Ask Your Teacher A journal article reports that a sample of size 5 was used as a basis for calculating a 95% CI for the true average natural frequency (Hz) of delaminated beams of a certain type. The resulting interval was (229.266, 233.002). You decide that a confidence level of 99% is more appropriate than the 95% level used. What are the limits of the 99% interval? [Hint: Use the center of the interval and its width to determine x and s.] (Round your answers to three decimal places.)

Answer 1

The 99% confidence interval is (228.035, 234.233).

Explanation:

The sample size selected to compute the 95% confidence interval for the true average natural frequency (Hz) of delaminated beams of a certain type is

n = 5

The sample size is very small and the population standard deviation is also not known.

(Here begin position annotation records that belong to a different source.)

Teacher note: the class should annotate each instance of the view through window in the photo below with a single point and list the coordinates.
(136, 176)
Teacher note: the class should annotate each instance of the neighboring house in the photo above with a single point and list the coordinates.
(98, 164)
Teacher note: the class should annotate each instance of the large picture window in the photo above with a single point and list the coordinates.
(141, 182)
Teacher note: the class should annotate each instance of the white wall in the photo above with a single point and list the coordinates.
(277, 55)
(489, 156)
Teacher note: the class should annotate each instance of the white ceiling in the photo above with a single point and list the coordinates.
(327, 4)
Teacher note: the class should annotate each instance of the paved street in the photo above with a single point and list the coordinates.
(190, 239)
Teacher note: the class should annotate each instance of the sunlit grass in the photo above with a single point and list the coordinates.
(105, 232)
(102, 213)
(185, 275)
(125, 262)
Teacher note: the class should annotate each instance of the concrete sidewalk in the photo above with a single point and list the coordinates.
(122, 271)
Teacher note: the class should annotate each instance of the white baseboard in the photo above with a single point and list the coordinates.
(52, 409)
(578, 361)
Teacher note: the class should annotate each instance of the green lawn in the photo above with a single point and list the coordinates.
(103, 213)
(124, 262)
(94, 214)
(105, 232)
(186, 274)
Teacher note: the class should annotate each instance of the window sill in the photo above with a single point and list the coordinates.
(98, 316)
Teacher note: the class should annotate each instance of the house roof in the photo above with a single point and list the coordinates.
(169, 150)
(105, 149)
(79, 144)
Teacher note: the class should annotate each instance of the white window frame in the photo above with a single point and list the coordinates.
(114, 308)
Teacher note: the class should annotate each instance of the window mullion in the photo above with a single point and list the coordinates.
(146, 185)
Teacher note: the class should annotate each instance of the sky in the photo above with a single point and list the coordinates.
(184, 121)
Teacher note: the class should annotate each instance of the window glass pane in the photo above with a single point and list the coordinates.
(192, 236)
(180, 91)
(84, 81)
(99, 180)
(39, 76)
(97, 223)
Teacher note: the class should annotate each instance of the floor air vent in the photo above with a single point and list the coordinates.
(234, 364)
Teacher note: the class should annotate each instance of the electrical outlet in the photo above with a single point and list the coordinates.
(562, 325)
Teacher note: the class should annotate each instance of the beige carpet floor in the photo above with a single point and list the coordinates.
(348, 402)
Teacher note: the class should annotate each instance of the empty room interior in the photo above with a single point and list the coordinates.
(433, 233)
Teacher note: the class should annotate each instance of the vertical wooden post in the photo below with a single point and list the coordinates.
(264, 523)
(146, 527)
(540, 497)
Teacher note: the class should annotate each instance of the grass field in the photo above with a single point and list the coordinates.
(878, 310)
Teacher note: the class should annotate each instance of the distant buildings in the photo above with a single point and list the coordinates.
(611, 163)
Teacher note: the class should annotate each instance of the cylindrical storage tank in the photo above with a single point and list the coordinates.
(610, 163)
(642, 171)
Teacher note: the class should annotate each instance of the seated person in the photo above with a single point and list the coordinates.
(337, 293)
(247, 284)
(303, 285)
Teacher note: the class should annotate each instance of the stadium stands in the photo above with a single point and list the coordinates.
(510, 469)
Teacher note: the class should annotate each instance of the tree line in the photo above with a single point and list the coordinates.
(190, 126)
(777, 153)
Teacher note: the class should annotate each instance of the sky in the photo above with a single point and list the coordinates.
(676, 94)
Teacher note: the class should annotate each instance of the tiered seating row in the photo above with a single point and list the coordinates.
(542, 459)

So, we will use t-interval for the confidence interval.

The (1 - α)% confidence interval for the true mean is:

`CI=\bar x\pm t_(\alpha/2, (n-1))* (s)/(√(n))`

The 95% confidence interval for the true average natural frequency (Hz) of delaminated beams of a certain type is:

(Upper limit, Lower limit) = (229.266, 233.002).

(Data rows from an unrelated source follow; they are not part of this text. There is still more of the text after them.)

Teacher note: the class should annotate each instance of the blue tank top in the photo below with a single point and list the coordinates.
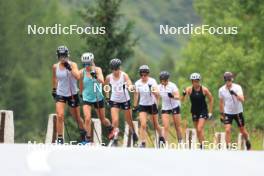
(92, 89)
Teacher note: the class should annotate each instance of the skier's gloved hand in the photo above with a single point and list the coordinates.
(210, 116)
(54, 93)
(184, 92)
(67, 66)
(170, 95)
(233, 92)
(93, 74)
(135, 109)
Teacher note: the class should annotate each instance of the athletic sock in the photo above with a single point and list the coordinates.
(248, 144)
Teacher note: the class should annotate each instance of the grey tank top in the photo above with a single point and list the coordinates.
(67, 84)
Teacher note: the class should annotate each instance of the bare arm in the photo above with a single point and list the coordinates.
(155, 91)
(240, 98)
(81, 81)
(75, 71)
(100, 76)
(54, 79)
(221, 107)
(176, 95)
(136, 96)
(188, 91)
(211, 99)
(128, 80)
(106, 82)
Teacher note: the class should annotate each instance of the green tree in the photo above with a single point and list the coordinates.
(212, 55)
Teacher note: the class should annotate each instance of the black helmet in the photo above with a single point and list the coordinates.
(164, 75)
(228, 76)
(115, 64)
(143, 69)
(62, 51)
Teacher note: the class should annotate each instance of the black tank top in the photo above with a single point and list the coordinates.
(198, 102)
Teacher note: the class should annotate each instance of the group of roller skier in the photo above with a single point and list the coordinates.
(147, 94)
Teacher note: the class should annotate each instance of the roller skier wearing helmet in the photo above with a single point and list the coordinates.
(170, 99)
(120, 99)
(231, 108)
(65, 74)
(91, 93)
(145, 101)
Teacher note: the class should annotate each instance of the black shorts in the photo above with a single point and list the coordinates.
(173, 111)
(151, 109)
(198, 115)
(73, 101)
(239, 118)
(96, 105)
(123, 105)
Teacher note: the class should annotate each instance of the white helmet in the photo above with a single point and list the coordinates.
(195, 76)
(87, 58)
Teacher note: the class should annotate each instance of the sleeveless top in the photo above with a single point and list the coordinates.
(198, 101)
(67, 83)
(119, 94)
(92, 89)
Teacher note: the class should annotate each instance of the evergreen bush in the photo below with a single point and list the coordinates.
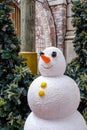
(77, 69)
(15, 77)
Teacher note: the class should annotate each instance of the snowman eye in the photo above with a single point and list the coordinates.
(54, 54)
(41, 53)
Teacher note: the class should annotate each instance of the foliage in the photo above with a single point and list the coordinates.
(77, 69)
(15, 77)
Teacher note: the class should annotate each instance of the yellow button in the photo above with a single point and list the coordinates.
(41, 92)
(43, 84)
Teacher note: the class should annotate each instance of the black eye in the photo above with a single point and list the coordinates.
(41, 53)
(54, 54)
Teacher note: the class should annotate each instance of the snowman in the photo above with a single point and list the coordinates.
(53, 97)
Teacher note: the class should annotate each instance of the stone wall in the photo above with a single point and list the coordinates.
(53, 26)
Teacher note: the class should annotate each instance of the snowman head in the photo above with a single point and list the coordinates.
(52, 62)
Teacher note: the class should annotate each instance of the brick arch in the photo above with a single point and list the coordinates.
(45, 28)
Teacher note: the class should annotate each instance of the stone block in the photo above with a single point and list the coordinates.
(69, 51)
(69, 24)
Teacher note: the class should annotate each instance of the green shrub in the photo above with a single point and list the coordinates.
(77, 69)
(15, 77)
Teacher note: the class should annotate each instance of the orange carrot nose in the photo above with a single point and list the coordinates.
(46, 59)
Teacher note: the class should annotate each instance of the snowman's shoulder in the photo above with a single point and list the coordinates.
(37, 80)
(67, 78)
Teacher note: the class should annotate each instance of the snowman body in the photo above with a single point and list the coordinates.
(54, 97)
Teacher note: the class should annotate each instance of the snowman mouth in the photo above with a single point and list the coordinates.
(47, 67)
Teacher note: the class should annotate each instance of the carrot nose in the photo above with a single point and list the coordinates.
(46, 59)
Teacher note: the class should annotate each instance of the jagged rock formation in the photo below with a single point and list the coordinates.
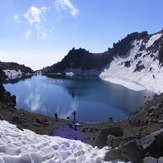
(137, 58)
(5, 97)
(13, 71)
(15, 66)
(83, 59)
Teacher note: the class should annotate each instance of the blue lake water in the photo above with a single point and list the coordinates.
(94, 100)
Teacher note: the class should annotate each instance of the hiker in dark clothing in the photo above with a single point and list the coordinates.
(56, 116)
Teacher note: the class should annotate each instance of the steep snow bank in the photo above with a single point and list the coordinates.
(18, 146)
(126, 84)
(138, 66)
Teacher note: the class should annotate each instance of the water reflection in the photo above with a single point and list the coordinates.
(93, 100)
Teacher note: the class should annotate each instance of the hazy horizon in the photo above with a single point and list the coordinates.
(40, 33)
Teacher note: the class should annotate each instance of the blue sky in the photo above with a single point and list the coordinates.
(39, 33)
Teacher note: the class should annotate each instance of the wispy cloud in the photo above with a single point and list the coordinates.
(35, 18)
(34, 14)
(16, 17)
(27, 34)
(64, 5)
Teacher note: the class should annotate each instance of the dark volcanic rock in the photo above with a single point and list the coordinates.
(101, 139)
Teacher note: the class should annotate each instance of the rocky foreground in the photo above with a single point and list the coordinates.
(133, 140)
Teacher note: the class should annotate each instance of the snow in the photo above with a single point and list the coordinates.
(17, 146)
(13, 74)
(151, 77)
(127, 84)
(153, 39)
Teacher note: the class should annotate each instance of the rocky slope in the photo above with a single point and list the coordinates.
(11, 70)
(137, 58)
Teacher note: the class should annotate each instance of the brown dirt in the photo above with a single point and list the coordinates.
(87, 132)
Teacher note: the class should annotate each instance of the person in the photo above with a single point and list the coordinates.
(56, 116)
(74, 115)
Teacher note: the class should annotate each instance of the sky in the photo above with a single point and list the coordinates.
(39, 33)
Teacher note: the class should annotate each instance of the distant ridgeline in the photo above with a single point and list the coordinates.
(82, 60)
(15, 66)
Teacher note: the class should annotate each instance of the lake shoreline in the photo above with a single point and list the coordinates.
(95, 134)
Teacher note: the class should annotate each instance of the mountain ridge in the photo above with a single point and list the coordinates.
(81, 58)
(138, 58)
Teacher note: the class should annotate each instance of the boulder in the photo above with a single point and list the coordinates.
(101, 139)
(149, 160)
(13, 100)
(152, 144)
(114, 154)
(113, 141)
(2, 91)
(160, 160)
(132, 152)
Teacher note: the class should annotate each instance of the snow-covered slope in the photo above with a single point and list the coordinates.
(135, 60)
(140, 66)
(13, 74)
(17, 146)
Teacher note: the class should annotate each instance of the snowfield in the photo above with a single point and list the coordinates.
(17, 146)
(12, 74)
(149, 76)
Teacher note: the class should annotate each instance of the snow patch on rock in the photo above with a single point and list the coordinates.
(17, 146)
(12, 74)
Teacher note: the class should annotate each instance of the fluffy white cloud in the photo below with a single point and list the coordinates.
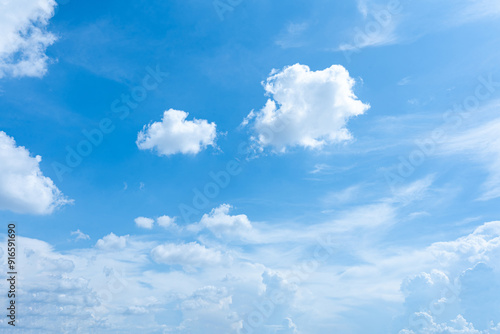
(174, 134)
(191, 254)
(23, 187)
(112, 242)
(24, 38)
(79, 235)
(462, 297)
(307, 108)
(144, 222)
(167, 222)
(220, 223)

Compute the value of sample mean as follows:

`\bar x=(UL+LL)/(2)=(233.002+229.266)/(2)=231.134`

The critical value of t for α = 0.05 and n = 5 is:

`t_(\alpha/2, (n-1))=t_(0.05/2, (5-1))=t_(0.025,4)=2.776`

*Use a t-table.

Compute the value of sample standard deviation as follows:

`(UL-LL)/(2)=t_(\alpha/2, (n-1))* (s)/(√(n))\\(233.002-229.266)/(2)=2.776*(s)/(√(5))\\s=1.505`

The critical value of t for α = 0.01 and n = 5 is:

`t_(\alpha/2, (n-1))=t_(0.01/2, (5-1))=t_(0.005,4)=4.604`

*Use a t-table.

Construct the 99% confidence interval as follows:

`CI=\bar x\pm t_(\alpha/2, (n-1))* (s)/(√(n))\\=231.134\pm 4.604* (1.505)/(√(5))\\=231.134\pm3.099\\=(228.035, 234.233)`

Thus, the 99% confidence interval is (228.035, 234.233).